Participating in a debate in the Lok Sabha on the three bills introduced for amendments in the women's quota law and setting up a delimitation commission, Tharoor said linking women's reservation with delimitation is to hold the aspirations of Indian women hostage to "one of the most contentious and complex" administrative exercises in the country's history.
"Today we stand at a threshold where there is near unanimous political consensus in favour of women's reservation. Every major party realises that the time for tokenism is over and the era of collective partnership must begin and yet I am finding myself deeply perturbed by the legislative exercise before us," he said.

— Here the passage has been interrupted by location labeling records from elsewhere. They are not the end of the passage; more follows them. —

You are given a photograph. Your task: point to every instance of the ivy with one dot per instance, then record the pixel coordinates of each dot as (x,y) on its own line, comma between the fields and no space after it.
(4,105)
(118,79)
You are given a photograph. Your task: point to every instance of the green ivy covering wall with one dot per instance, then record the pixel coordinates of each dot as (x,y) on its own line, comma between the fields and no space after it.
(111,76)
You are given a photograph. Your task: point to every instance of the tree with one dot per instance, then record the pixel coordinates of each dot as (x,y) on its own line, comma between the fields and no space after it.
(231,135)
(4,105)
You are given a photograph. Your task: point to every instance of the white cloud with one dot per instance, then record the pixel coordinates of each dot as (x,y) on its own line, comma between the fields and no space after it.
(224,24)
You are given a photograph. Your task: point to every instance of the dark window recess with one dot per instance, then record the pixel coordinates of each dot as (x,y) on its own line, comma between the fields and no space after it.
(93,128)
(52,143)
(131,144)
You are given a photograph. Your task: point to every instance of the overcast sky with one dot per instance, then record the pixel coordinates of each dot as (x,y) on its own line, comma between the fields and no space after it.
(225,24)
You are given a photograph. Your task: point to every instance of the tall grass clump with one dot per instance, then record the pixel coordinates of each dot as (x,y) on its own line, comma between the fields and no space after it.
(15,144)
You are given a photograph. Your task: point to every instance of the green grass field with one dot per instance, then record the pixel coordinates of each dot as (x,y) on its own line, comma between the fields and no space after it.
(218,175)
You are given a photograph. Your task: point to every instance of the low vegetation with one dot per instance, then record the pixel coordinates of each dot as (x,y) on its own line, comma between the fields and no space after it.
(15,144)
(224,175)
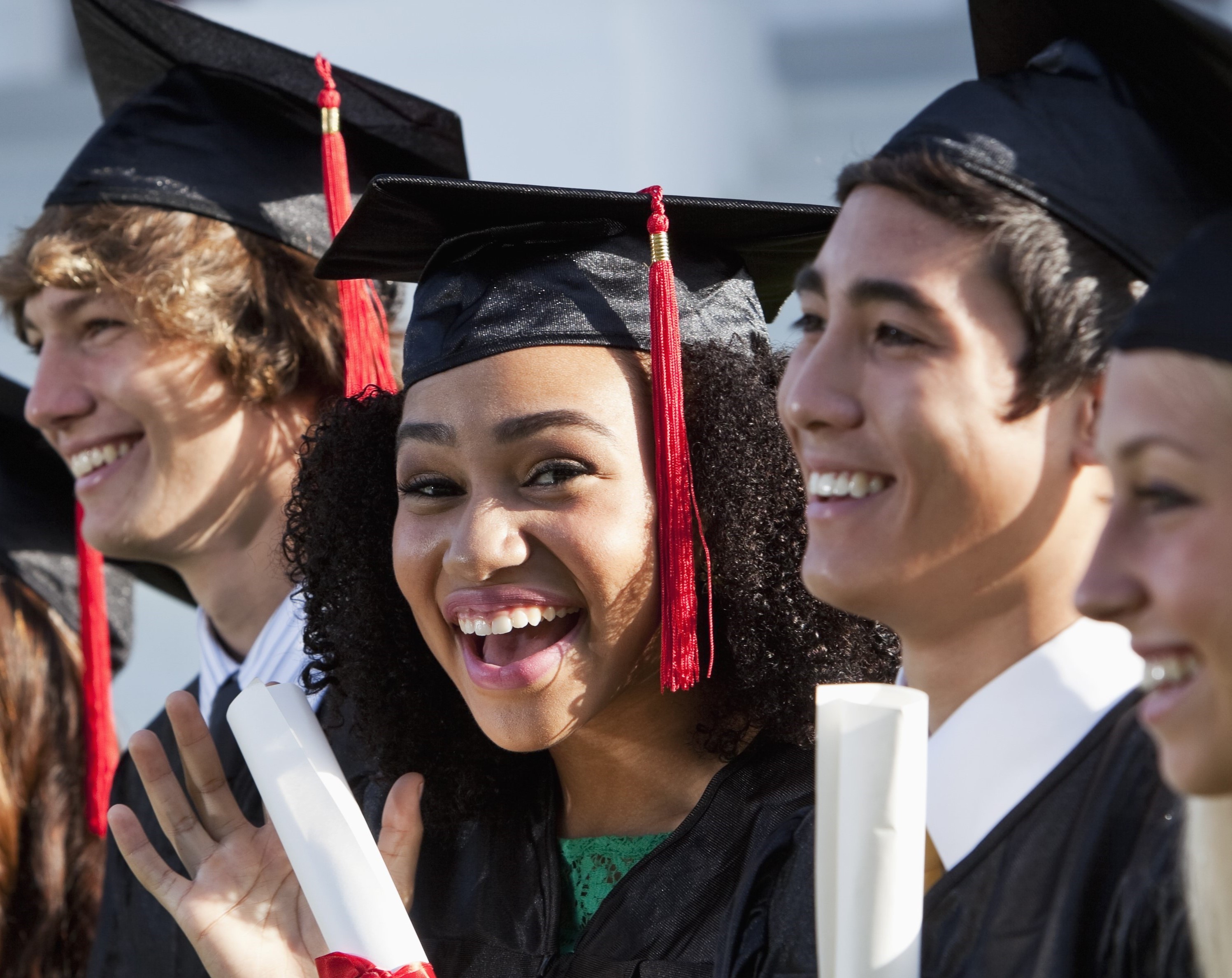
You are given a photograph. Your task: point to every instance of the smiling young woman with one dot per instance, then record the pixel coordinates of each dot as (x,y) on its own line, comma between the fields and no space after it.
(482,578)
(1163,564)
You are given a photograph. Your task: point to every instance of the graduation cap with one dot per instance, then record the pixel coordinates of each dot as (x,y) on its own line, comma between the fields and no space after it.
(39,545)
(211,121)
(1188,304)
(1111,115)
(503,267)
(204,118)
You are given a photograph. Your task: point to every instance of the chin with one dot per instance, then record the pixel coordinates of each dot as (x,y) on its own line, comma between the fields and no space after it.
(117,537)
(1192,768)
(846,592)
(521,733)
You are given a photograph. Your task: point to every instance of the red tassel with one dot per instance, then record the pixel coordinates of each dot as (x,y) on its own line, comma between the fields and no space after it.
(339,965)
(364,321)
(679,668)
(102,752)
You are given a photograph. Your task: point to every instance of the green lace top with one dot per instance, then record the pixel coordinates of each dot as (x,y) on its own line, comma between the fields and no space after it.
(592,868)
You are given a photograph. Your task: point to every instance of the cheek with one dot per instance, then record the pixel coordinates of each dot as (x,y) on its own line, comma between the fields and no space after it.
(1187,572)
(418,550)
(608,544)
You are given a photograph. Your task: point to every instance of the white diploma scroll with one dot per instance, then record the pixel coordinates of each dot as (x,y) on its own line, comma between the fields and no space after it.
(872,779)
(323,832)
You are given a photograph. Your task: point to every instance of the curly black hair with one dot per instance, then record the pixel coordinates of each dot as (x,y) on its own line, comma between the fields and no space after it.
(774,641)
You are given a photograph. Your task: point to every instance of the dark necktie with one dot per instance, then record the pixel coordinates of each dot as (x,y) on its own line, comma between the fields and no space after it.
(220,729)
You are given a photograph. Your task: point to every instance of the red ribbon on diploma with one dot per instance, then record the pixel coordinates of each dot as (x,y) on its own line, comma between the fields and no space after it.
(337,965)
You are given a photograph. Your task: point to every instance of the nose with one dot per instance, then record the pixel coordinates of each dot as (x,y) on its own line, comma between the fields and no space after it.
(1111,590)
(818,388)
(58,396)
(486,541)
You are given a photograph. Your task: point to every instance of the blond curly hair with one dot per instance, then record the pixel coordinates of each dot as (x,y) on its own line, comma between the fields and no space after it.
(254,302)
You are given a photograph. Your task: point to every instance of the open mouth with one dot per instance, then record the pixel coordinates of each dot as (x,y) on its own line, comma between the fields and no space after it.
(1168,672)
(827,486)
(1168,681)
(97,458)
(511,637)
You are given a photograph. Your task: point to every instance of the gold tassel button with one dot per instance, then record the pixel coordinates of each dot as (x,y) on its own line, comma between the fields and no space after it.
(660,247)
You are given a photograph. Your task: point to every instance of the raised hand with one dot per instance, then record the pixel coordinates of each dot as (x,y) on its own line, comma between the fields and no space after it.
(242,907)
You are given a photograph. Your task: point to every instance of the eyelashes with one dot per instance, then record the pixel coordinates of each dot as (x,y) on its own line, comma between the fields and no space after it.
(549,475)
(430,487)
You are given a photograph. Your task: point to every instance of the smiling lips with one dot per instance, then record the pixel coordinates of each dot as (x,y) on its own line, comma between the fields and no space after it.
(504,621)
(515,647)
(1168,671)
(852,485)
(88,460)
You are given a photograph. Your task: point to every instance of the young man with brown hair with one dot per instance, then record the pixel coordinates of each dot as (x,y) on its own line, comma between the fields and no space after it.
(943,402)
(185,348)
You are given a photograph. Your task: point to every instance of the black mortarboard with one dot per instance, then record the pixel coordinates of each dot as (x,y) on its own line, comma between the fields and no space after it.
(1189,303)
(37,542)
(504,267)
(1100,111)
(212,121)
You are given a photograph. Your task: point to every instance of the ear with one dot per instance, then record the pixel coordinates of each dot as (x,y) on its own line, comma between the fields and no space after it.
(1091,400)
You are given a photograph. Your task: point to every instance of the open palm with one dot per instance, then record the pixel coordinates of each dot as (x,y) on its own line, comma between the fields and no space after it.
(242,907)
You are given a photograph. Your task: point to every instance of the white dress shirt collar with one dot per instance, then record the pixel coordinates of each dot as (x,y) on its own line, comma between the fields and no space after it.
(1007,737)
(278,656)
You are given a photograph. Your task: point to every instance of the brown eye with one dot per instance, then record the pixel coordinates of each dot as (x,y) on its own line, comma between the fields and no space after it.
(891,335)
(1161,497)
(430,487)
(556,472)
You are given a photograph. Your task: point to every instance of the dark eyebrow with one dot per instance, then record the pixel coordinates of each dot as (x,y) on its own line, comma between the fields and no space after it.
(70,307)
(531,424)
(1137,446)
(884,290)
(810,280)
(430,432)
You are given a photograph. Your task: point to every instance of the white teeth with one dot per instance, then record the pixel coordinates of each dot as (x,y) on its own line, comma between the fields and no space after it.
(837,485)
(502,623)
(87,461)
(1167,672)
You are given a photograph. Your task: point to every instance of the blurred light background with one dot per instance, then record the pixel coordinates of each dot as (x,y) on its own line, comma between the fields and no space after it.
(758,99)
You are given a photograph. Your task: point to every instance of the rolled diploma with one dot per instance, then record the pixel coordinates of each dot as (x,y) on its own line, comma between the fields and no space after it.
(872,780)
(323,832)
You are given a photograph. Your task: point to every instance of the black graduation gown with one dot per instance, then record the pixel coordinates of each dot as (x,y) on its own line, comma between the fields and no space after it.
(1081,880)
(136,936)
(487,899)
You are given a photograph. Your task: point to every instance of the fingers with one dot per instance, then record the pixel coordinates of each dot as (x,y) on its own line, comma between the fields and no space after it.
(175,816)
(202,770)
(148,866)
(402,832)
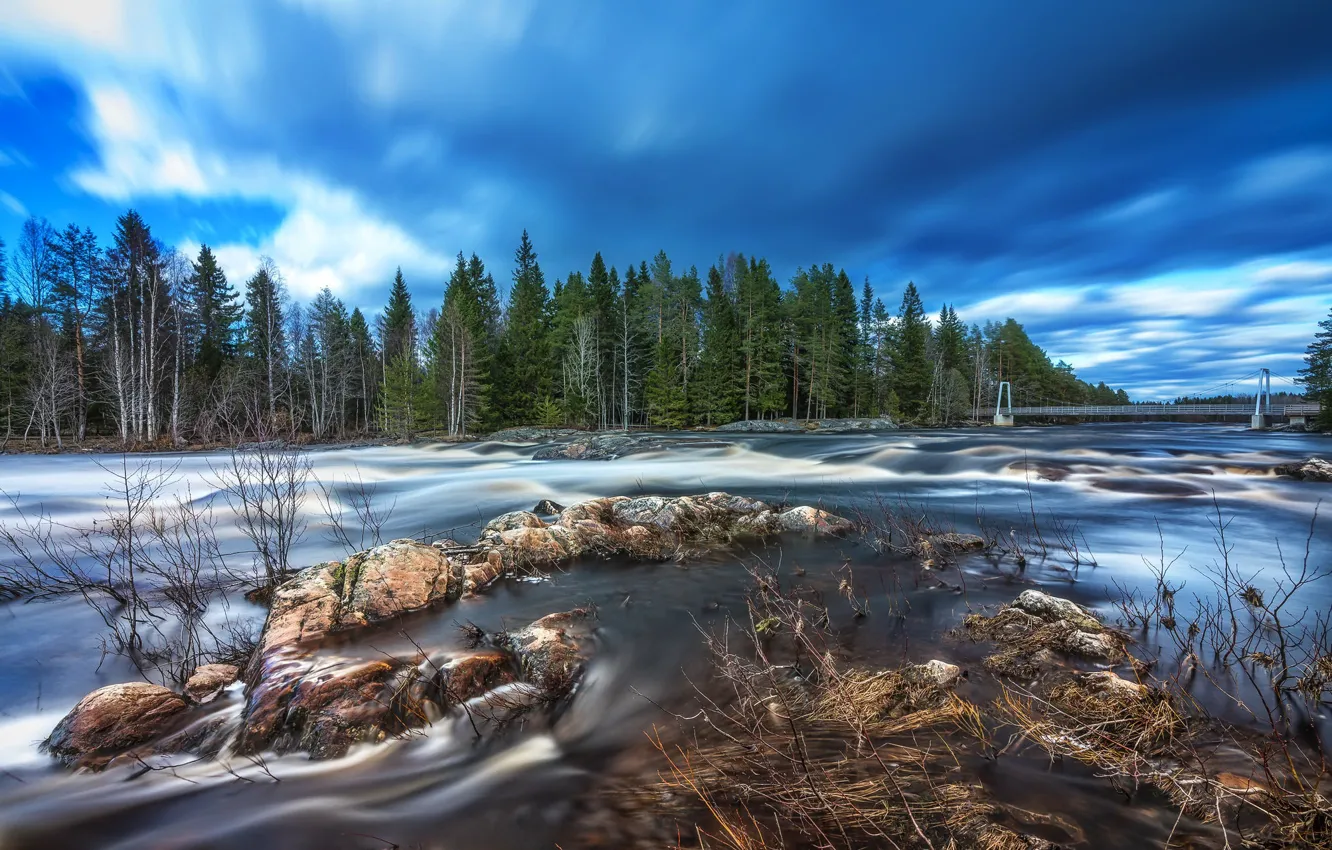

"The prime minister says he has brought 'nari shakti' the gift of justice but he has wrapped it in barbed wire, tethering the implementation of women's reservation to the expansion of Parliament, to numbers from the 2011 census and an exercise of delimitation... Why must we entangle a moral imperative with a demographic minefield, he asked.
Women's reservation, he said, is ready for harvest and can and should be implemented immediately based on existing parliamentary strength.
"Delimitation is not a mere bureaucratic rearranging of maps, it is a profound shift in political power that is intended....Any delimitation exercise is fraught with complications that could tear at the very fabric of our federalism," he said.
"You have proposed delimitation with such haste, the same haste that you showed on demonetisation. Unfortunately, we all know what damage that did to the country. Delimitation will turn out to be political demonetisation. Don't do it," Tharoor said.
The Constitution (131st Amendment) Bill to tweak the women's quota law was introduced in Lok Sabha on Thursday after a division of votes.
Two ordinary bills -- the Delimitation Bill and the Union Territories Laws (Amendment) Bill to implement the proposed amended women's quota law in Union territories of Delhi, Puducherry and Jammu and Kashmir -- were also introduced in the House.